Grenache Blanc blends well, but it's also good on its own.  
We originally planned to use our Grenache Blanc as a complement to our Roussanne and our Viognier, as is typically done in the Rhone.  And we still use Grenache Blanc as a supporting player in our Esprit de Tablas Blanc (behind Roussanne) and Cotes de Tablas Blanc (behind Viognier), as well as in a starring role in our Patelin de Tablas Blanc (along with Viognier, Roussanne, and Marsanne).  In a blend, it adds brightness, rich mouthfeel, sweet anise spice, and green apple fruit, all flavors that are easy to like and easy to incorporate.  But it has exceeded our expectations as a varietal wine.  We first bottled our Grenache Blanc in 2002, and we haven't missed a vintage since.  Part of the reason why is that, at least at first, it was new to many people, and having it on its own was a great educational tool.  But the more time we spent with it, the more we came to appreciate that it's a worthy and appealing grape on its own, textural and rich, bright and lively, with sweet spices on the attack and a dry finish.

Grenache Blanc ready for harvest

So, it's little surprise to me that in the last decade, Grenache Blanc plantings in California have grown from 101 acres to 333 acres, an increase of 229%.3  And based on all the reasons it's done well in recent years, as well as the new attention the wine press has been giving it, I fully expect this growth to continue.  It couldn't happen to a more deserving grape.

Footnotes

1 There is also a pink-skinned variant (Grenache Gris). For a longer dive into Grenache Blanc's history, characteristics, and family relations, check out this blog from 2010.

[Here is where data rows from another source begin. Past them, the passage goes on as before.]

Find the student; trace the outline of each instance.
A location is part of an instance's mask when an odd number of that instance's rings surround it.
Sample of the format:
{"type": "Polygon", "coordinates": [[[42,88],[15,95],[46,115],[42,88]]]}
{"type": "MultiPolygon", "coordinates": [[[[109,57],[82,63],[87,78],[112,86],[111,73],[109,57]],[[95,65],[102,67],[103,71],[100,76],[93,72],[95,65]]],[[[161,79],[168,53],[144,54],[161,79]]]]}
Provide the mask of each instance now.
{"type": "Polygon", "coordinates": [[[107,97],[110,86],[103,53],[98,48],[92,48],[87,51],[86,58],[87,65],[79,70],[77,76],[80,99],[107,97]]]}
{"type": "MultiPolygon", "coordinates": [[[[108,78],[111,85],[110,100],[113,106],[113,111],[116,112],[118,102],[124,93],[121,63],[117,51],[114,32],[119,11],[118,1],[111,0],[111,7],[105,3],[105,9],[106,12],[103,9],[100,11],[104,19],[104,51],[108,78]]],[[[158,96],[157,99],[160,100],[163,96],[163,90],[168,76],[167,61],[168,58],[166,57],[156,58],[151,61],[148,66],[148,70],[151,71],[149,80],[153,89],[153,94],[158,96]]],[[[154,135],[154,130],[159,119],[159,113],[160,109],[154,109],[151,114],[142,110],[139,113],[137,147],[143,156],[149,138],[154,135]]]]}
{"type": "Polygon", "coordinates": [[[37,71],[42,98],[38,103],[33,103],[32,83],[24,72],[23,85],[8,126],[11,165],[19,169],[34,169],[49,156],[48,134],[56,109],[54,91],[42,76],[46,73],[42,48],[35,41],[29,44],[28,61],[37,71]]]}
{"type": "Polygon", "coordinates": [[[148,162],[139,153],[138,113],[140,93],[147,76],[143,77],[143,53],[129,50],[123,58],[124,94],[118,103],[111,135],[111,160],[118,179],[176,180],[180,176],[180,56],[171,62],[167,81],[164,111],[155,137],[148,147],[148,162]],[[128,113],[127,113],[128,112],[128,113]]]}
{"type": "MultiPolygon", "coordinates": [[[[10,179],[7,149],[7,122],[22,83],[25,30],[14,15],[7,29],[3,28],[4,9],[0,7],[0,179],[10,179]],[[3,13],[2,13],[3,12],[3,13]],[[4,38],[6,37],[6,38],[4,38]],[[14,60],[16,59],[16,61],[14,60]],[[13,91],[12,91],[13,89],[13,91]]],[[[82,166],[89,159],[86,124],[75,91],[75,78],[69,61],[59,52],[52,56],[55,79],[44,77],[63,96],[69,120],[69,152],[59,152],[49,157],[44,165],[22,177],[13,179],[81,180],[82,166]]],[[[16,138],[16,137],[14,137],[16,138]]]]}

2 You might note that Picpoul shares most of the characteristics of Grenache Blanc.  It's one reason that if I had to lay bets on which Rhone white would be the next to be "discovered", Picpoul would be my answer.

3 Over that same 10-year period, Roussanne acreage has increased 96% to 347 acres, Marsanne acreage 90% to 131 acres, and Viognier acreage 34% to 2969 acres. Picpoul isn't sufficiently planted to be included in the California Grape Acreage Reports, which require 50+ acres to escape the category of "other".